Beezy Bailey is an artist who has always thrived when collaborating with other creatives. He credits South African artist Nelson Makuba with teaching him to carve in wood and outdoors at Boughton are Beezy’s wonderful carved wooden, painted sculptures of an African king and queen. And in addition to making paintings with David Bowie (who he remained in contact with until Bowie’s death in 2016), he has worked with Bowie’s friend and fellow musician Brian Eno and with Dave Matthews. In fact, Beezy’s art is deeply connected to music and his artworks explore the “connection between sound and vision.” He reminds us that the painter Wassily Kandinsky viewed music as the supreme form of abstract art and believed his paintings could communicate certain sounds. “Color is the key. The eye is the hammer. The soul is the piano with its many chords” Kandinsky claimed.
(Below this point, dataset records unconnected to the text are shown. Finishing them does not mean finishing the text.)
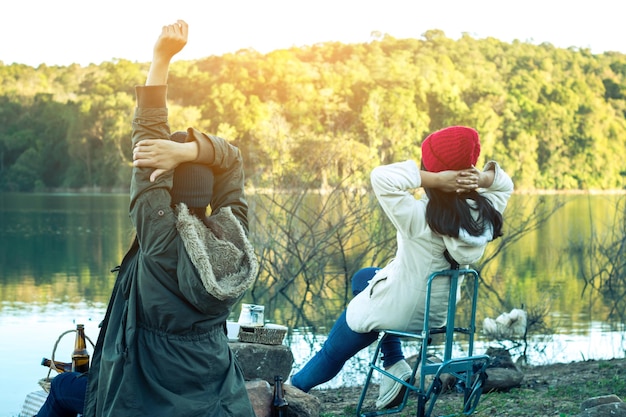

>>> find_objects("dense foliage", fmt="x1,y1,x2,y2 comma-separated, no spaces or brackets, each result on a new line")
1,31,626,192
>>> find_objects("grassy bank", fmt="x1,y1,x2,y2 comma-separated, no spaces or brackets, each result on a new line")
312,357,626,417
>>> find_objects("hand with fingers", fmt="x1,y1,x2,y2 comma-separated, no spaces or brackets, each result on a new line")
434,166,480,193
153,19,188,61
455,166,481,193
146,19,188,86
133,138,199,182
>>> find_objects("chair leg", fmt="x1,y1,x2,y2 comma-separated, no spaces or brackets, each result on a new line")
416,395,427,417
356,343,381,417
462,363,489,414
416,374,441,417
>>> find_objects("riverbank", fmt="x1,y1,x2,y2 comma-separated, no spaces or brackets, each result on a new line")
310,357,626,417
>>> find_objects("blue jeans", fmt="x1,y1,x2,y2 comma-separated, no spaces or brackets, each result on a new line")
291,267,404,392
36,372,86,417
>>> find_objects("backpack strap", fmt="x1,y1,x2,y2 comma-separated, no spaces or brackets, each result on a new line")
444,249,460,270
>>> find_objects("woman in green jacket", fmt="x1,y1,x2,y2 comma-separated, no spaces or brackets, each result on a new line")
82,20,258,417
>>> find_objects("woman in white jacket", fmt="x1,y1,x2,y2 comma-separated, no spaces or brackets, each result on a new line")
291,126,514,409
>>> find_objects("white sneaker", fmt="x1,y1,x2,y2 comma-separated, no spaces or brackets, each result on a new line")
376,359,413,409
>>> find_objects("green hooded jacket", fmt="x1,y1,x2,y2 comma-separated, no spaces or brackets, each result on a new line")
83,85,258,417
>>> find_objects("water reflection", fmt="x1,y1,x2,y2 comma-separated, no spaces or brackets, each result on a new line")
0,193,129,305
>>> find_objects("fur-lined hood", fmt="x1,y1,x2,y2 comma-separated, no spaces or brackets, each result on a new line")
176,204,258,301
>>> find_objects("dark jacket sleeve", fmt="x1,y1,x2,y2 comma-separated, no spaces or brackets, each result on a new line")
129,85,177,255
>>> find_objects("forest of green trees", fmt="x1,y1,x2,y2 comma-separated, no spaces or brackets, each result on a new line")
1,30,626,192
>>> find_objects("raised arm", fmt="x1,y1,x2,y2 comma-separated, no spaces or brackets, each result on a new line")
129,20,188,247
146,20,188,86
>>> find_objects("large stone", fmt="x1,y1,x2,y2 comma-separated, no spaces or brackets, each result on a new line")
245,380,273,417
483,367,524,392
230,342,294,383
283,384,321,417
579,402,626,417
581,394,623,410
244,379,321,417
483,347,524,392
580,395,626,417
230,341,319,416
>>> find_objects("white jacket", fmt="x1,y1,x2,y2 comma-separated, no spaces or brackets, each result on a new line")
346,160,514,333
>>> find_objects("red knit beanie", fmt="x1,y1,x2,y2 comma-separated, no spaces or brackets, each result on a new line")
421,126,481,172
170,130,214,208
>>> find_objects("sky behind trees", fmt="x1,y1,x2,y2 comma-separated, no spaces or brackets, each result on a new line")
2,0,625,67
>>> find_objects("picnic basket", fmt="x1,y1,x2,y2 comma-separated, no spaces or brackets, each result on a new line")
39,327,95,393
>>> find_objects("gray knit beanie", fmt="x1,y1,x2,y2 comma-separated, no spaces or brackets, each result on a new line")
170,130,214,209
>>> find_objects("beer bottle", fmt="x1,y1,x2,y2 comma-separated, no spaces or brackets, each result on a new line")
71,324,90,373
272,375,288,417
41,357,72,373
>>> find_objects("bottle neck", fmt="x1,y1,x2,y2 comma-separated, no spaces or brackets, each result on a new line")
42,358,72,373
273,376,288,408
74,326,87,351
72,325,90,373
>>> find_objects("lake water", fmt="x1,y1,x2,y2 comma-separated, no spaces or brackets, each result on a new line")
1,192,625,416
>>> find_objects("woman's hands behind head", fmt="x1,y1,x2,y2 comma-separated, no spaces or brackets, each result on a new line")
454,166,481,193
431,166,480,194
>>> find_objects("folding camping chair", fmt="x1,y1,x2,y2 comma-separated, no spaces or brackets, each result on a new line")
356,268,490,417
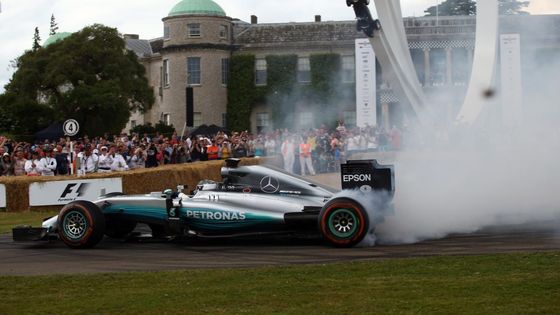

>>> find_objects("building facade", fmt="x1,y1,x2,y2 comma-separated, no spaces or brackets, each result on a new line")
124,0,560,133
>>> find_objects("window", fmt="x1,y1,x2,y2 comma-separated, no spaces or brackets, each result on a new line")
452,48,469,86
163,59,170,86
131,120,137,128
163,113,171,126
410,49,425,85
193,112,202,128
221,58,229,85
219,25,228,39
164,26,170,40
256,112,269,132
255,59,267,86
343,111,357,127
342,55,355,83
188,23,201,37
187,57,201,85
297,57,311,83
298,112,313,128
429,48,446,86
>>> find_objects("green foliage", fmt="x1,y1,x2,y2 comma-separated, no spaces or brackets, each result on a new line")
425,0,531,16
32,27,41,51
226,53,351,131
266,55,297,128
425,0,477,16
49,14,58,36
310,53,341,101
227,54,258,131
1,24,154,138
130,121,175,136
499,0,530,15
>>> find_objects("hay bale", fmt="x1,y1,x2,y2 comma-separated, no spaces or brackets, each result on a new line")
0,158,260,212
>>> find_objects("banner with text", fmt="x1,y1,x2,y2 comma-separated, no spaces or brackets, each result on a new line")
29,178,123,206
355,38,377,128
0,184,5,208
500,34,523,127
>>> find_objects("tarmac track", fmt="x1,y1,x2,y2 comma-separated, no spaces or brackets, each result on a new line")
1,223,559,276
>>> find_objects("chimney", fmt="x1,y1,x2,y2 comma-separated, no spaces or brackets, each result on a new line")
251,15,258,24
123,34,139,40
315,15,321,22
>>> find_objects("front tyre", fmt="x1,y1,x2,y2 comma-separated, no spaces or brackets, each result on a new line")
57,201,105,249
319,198,369,248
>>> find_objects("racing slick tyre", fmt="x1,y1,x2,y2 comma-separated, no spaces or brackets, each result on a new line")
57,201,106,249
319,198,369,248
104,220,137,238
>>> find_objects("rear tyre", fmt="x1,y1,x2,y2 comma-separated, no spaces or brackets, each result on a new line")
319,198,369,248
104,220,137,238
57,201,105,249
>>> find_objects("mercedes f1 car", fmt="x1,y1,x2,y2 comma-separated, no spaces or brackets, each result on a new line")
347,0,381,38
13,159,394,248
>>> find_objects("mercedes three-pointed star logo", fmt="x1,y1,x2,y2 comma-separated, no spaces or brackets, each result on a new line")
259,176,280,194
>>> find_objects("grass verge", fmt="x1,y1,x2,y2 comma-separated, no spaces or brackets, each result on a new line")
0,211,58,234
0,252,558,314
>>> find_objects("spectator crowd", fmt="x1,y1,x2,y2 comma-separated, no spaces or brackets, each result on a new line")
0,123,404,177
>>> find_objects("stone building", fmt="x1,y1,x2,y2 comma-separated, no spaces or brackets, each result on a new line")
124,0,560,133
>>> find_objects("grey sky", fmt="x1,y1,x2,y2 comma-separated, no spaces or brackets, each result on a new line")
0,0,558,92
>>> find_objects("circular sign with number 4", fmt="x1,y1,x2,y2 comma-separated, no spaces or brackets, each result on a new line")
63,119,80,136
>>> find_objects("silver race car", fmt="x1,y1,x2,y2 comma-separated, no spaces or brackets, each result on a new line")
13,159,394,248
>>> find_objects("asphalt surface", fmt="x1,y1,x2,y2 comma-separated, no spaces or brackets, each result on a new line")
1,223,559,276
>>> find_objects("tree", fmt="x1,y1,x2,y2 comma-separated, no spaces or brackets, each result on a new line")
425,0,531,16
49,14,58,35
2,24,154,137
32,27,41,51
425,0,476,16
499,0,530,15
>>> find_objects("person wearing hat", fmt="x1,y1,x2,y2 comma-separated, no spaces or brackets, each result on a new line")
97,146,113,173
39,147,57,176
24,151,43,176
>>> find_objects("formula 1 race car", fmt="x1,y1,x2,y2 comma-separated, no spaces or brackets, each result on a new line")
347,0,381,37
13,159,394,248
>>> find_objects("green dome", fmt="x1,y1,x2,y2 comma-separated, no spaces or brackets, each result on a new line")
169,0,226,17
43,32,72,47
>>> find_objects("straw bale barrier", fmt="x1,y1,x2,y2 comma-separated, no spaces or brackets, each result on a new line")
0,158,261,213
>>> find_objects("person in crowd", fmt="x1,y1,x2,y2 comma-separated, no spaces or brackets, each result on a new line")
1,153,14,176
129,147,146,169
176,146,189,164
232,137,247,158
25,151,43,176
77,144,99,174
54,145,70,175
13,149,27,176
97,146,113,173
281,135,296,173
254,138,264,158
206,140,219,160
299,136,315,176
109,145,128,172
145,143,159,168
39,147,57,176
219,139,231,160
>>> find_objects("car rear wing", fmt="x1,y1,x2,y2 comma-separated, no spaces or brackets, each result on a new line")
340,160,395,197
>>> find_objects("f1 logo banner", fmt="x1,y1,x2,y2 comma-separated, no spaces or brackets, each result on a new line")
0,184,6,208
29,178,122,206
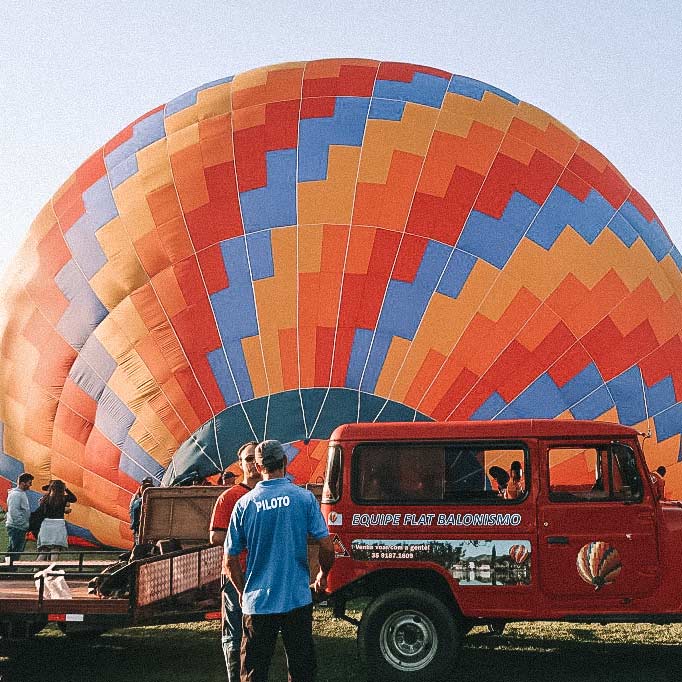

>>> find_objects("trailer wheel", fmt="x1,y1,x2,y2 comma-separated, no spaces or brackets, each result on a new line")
358,588,460,682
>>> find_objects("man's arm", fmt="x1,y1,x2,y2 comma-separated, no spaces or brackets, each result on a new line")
226,553,245,599
312,535,335,594
209,490,230,545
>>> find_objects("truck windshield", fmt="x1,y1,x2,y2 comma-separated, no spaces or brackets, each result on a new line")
322,444,342,503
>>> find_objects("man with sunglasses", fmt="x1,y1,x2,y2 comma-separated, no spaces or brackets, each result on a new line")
209,442,261,681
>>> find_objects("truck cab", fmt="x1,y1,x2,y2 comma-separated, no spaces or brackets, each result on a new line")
320,419,682,682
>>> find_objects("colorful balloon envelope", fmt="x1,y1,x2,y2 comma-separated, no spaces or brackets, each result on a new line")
576,541,622,590
508,543,530,565
0,59,680,547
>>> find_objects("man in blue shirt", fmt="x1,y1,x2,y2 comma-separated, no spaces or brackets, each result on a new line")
226,440,334,682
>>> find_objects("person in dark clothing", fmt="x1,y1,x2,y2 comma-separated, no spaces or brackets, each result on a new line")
219,469,237,487
36,480,77,561
488,466,510,495
129,477,154,543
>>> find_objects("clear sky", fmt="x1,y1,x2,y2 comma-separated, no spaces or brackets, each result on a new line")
1,1,680,275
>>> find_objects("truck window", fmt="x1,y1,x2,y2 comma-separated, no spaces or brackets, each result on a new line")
548,443,643,502
353,442,528,504
322,444,342,503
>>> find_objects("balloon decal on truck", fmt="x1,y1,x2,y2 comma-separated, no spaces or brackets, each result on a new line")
576,541,622,590
509,543,530,564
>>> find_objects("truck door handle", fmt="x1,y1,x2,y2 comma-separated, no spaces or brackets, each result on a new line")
547,536,569,545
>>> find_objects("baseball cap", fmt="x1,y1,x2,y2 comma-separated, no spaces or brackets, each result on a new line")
255,440,286,468
141,476,154,485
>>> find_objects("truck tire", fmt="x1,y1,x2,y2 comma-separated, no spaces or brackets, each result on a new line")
358,588,460,682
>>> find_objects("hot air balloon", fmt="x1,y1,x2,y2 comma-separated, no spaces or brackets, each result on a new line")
576,541,622,590
508,544,529,564
0,59,680,548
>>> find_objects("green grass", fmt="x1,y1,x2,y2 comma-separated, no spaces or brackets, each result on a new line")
1,612,682,682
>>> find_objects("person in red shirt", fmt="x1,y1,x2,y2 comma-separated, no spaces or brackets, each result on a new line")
209,441,261,681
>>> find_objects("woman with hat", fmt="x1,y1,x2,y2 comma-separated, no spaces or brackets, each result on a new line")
36,480,77,562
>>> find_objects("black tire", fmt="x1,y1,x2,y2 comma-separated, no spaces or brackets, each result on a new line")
358,588,461,682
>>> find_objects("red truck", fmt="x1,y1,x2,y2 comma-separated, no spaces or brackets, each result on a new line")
320,419,681,682
0,486,224,640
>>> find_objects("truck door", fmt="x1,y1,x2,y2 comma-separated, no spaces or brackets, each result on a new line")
537,441,659,603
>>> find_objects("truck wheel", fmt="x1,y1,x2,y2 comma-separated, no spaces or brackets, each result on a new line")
358,588,460,682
Brian Eno describes Beezy Bailey’s work very well: "he cooks up new worlds, tiny and huge, peopled by bird-women, snake-men, lizard children, and animated vegetables, bursting with bright new music. He makes African jazz in paint, garish as the midday sun, dark as the deepest night." The two artists created music to accompany the paintings they made for their exhibition, ‘The Sound of Creation’ at the Venice Biennale in 2015.

The works at Boughton House and in the London gallery are eclectic, both in themes and materials used, which include enamel, oil and house paint and varnishes. The paintings show figures within imaginary landscapes yet there is a strong link to Beezy’s South African heritage with near extinct African animals in the paintings and a common motif is spheres representing fallen angels. These fallen angels can be seen as representative of the country Beezy came from as well as of those whose actions have contributed to the problems of our planet as a whole. These fallen angels are transformed into bronze sculptural works reminiscent of Alberto Giacometti, including the upside down angel sculpture on the lawn, in a brilliant Yves Klein blue. Beezy Bailey describes his art as “balm for a mad world” and we can all use some of that.

Beezy Bailey ‘Let There be Light’ at Boughton House, Kettering, Northamptonshire NN14 1BJ and at Everard Read gallery, London until 31 May 2022. The next public open day at Boughton, including the exhibition in the house is Saturday 21st and Sunday 22nd May, 1pm-5pm. Outdoor, the bronze sculptures within the Gardens, Parkland and Landscape can be viewed on Mondays and Tuesdays in May, 1pm-4pm.